Below code prints only 2-Nov-2018; how do I modify the code so that both the date formats are picked.
import re
string = "some text contains 2-Nov-2018 and 3-11-2018"
date = re.findall('\d{1,2}[/-]\D{1,8}[/-]\d{2,4}', string)
print(date)
Below code prints only 2-Nov-2018; how do I modify the code so that both the date formats are picked.
import re
string = "some text contains 2-Nov-2018 and 3-11-2018"
date = re.findall('\d{1,2}[/-]\D{1,8}[/-]\d{2,4}', string)
print(date)
I think the simplest thing would be to write multiple patterns.
(Assuming you are just looking for these two patterns -- obviously gets more complicated to do yourself if you are looking for every possible date format)
import re
date_string = "some text contains 2-Nov-2018 and 3-11-2018"
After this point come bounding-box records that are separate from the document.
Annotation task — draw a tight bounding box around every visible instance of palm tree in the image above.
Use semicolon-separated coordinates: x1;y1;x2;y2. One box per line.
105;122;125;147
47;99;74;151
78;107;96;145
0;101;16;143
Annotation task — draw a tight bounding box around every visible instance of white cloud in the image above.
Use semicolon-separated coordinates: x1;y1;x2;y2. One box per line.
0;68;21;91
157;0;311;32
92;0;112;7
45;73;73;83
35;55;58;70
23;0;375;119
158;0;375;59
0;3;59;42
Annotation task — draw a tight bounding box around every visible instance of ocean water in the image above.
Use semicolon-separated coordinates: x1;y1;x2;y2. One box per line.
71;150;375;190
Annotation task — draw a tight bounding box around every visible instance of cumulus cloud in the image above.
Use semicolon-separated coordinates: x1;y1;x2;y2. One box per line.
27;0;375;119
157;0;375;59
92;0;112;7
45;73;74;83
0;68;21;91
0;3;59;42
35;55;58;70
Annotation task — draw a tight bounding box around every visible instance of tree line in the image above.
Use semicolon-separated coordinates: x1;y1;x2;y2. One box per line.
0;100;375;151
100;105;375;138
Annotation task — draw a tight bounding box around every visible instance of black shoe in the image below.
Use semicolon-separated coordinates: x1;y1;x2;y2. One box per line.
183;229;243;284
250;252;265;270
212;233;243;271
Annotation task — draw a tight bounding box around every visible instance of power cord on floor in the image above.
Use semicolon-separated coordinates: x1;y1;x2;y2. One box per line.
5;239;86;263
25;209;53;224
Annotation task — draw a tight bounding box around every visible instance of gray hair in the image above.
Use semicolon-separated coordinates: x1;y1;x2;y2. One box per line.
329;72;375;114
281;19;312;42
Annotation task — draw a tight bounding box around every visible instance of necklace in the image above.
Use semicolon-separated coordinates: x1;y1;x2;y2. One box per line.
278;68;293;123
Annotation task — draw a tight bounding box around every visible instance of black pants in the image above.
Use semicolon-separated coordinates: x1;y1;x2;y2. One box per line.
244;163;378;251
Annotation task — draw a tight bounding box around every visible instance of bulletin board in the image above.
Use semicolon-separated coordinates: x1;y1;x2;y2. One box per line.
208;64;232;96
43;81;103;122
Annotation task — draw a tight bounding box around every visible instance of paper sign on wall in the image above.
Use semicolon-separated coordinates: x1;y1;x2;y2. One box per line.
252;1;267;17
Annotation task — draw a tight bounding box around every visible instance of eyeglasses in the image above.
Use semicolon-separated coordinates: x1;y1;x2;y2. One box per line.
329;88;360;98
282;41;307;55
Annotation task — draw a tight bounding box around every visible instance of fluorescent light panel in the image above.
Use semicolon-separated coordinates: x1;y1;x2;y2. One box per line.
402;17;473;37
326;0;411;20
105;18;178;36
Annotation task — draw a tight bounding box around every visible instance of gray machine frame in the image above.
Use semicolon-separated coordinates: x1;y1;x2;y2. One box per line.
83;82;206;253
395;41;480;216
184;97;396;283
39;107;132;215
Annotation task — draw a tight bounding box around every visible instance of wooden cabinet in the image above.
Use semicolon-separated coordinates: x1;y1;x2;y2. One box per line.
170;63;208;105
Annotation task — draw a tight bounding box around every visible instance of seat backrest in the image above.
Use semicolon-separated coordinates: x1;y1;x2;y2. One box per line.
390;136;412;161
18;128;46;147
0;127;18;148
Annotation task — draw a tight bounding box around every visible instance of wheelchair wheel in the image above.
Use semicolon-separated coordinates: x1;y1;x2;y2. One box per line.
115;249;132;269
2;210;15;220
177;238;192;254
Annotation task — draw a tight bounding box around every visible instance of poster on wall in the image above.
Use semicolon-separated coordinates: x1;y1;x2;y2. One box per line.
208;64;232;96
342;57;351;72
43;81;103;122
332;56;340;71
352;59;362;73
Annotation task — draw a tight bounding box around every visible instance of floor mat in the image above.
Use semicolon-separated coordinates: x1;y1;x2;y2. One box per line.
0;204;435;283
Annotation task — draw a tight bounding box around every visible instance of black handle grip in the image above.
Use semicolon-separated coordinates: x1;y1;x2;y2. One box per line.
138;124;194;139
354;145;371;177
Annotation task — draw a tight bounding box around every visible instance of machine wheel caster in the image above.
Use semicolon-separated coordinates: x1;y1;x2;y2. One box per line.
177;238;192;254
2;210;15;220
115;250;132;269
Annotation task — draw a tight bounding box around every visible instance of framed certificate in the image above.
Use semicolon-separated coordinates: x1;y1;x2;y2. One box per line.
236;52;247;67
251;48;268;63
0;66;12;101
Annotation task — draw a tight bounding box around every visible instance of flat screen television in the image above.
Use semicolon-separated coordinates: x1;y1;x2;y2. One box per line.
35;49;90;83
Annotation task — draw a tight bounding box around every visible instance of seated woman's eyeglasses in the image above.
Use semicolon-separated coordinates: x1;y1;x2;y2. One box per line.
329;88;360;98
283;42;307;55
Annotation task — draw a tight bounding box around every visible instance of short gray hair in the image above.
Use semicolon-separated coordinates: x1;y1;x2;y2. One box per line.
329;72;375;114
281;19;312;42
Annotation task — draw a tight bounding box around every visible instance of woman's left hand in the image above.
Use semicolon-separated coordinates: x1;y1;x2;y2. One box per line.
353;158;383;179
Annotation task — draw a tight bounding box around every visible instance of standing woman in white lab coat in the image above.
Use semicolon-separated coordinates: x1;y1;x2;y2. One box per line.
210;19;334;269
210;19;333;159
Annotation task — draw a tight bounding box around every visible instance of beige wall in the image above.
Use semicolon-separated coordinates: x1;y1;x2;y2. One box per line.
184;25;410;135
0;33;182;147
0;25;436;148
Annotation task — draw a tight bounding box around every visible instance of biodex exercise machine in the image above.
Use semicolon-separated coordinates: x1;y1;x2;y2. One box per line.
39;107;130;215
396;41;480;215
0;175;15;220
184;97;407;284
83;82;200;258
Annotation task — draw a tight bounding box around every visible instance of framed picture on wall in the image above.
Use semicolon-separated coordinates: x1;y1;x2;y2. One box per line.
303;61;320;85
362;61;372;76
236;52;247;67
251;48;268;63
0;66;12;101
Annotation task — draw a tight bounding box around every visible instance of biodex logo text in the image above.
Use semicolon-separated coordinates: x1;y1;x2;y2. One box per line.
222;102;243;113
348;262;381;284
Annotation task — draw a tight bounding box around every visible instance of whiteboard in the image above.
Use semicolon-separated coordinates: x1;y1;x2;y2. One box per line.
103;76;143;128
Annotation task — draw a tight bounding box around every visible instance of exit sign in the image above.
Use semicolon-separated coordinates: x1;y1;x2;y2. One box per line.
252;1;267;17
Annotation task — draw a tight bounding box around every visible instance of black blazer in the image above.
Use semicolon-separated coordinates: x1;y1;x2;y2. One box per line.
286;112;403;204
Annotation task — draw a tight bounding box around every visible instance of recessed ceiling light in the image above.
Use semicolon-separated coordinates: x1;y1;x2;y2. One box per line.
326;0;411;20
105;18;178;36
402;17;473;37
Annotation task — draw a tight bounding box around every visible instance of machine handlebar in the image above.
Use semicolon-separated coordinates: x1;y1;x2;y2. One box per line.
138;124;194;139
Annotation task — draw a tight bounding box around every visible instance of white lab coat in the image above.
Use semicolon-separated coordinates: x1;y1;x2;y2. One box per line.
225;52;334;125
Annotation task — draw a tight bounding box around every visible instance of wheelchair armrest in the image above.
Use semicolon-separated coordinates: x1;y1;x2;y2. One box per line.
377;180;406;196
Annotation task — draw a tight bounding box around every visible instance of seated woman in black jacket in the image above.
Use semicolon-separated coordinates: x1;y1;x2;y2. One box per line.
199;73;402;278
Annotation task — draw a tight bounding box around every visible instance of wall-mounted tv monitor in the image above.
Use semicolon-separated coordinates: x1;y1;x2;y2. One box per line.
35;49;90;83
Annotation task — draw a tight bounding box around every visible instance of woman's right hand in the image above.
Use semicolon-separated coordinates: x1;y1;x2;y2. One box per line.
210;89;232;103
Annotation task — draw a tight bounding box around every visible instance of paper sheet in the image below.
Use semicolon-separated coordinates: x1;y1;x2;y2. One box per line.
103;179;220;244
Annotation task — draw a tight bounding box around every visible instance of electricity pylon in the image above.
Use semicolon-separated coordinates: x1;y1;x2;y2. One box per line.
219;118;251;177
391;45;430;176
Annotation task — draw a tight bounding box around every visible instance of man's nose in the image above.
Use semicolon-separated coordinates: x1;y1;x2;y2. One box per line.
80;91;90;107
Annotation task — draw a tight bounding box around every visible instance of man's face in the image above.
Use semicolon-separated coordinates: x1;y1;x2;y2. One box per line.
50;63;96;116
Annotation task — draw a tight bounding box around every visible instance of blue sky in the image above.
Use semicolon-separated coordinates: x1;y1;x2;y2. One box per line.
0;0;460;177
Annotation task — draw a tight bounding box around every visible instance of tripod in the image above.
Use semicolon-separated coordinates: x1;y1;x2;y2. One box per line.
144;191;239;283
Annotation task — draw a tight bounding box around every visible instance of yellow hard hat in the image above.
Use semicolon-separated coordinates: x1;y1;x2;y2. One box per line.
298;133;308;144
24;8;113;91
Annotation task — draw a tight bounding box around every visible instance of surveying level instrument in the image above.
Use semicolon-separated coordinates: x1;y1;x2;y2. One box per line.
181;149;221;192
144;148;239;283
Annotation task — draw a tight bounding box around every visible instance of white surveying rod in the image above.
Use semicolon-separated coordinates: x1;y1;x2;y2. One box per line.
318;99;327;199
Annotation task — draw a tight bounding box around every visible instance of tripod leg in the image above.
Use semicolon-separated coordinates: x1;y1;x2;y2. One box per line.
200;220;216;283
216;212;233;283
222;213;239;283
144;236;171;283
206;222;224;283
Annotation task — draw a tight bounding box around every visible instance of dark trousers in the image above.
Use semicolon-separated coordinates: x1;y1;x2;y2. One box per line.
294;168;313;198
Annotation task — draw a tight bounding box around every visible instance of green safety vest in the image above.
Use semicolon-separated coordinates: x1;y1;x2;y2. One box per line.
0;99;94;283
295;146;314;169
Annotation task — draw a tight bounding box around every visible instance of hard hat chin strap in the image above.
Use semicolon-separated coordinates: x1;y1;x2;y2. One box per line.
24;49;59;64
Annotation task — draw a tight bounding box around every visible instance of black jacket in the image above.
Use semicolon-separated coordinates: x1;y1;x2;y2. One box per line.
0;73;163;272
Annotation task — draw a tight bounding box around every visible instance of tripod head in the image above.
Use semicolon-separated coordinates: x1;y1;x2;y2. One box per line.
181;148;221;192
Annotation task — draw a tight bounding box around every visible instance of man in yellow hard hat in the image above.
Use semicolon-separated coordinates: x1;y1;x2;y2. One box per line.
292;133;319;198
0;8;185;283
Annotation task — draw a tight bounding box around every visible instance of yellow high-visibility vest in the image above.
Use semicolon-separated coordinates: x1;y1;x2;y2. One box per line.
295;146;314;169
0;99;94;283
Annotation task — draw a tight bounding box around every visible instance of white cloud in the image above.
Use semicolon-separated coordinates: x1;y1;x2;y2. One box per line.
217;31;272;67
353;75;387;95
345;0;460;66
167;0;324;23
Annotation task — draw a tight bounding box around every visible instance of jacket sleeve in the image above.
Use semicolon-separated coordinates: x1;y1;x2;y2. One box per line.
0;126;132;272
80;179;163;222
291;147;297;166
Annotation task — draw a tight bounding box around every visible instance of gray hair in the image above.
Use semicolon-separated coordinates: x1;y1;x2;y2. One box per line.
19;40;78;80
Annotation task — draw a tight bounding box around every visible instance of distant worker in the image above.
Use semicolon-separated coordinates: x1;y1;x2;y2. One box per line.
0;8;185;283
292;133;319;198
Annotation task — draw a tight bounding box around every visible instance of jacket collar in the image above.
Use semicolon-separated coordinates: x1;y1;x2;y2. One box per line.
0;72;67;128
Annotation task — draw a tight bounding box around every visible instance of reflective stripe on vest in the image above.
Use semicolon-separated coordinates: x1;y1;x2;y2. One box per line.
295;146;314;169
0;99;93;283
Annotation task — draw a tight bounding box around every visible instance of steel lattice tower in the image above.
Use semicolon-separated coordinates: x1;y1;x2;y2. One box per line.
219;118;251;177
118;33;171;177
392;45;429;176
formats = [r'\d{1,2}[/-]\D{1,8}[/-]\d{2,4}', # List of patterns
r'\d{1,2}[/-]\d{1,2}[/-]\d{2,4}']
dates = re.findall('|'.join(formats), date_string) # Join with | operator
dates
# ['2-Nov-2018', '3-11-2018']
To standardize the dates after this, you could try something like pandas.to_datetime
:
import pandas as pd
dates = ['2-Nov-2018', '3-11-2018']
std_dates = [pd.to_datetime(d) for d in dates]
std_dates
# [Timestamp('2018-11-02 00:00:00'), Timestamp('2018-03-11 00:00:00')]
As was mentioned in some comments, there may be libraries already built to do all of this for you. So if you are looking for a more general approach, I would take a look at those libraries.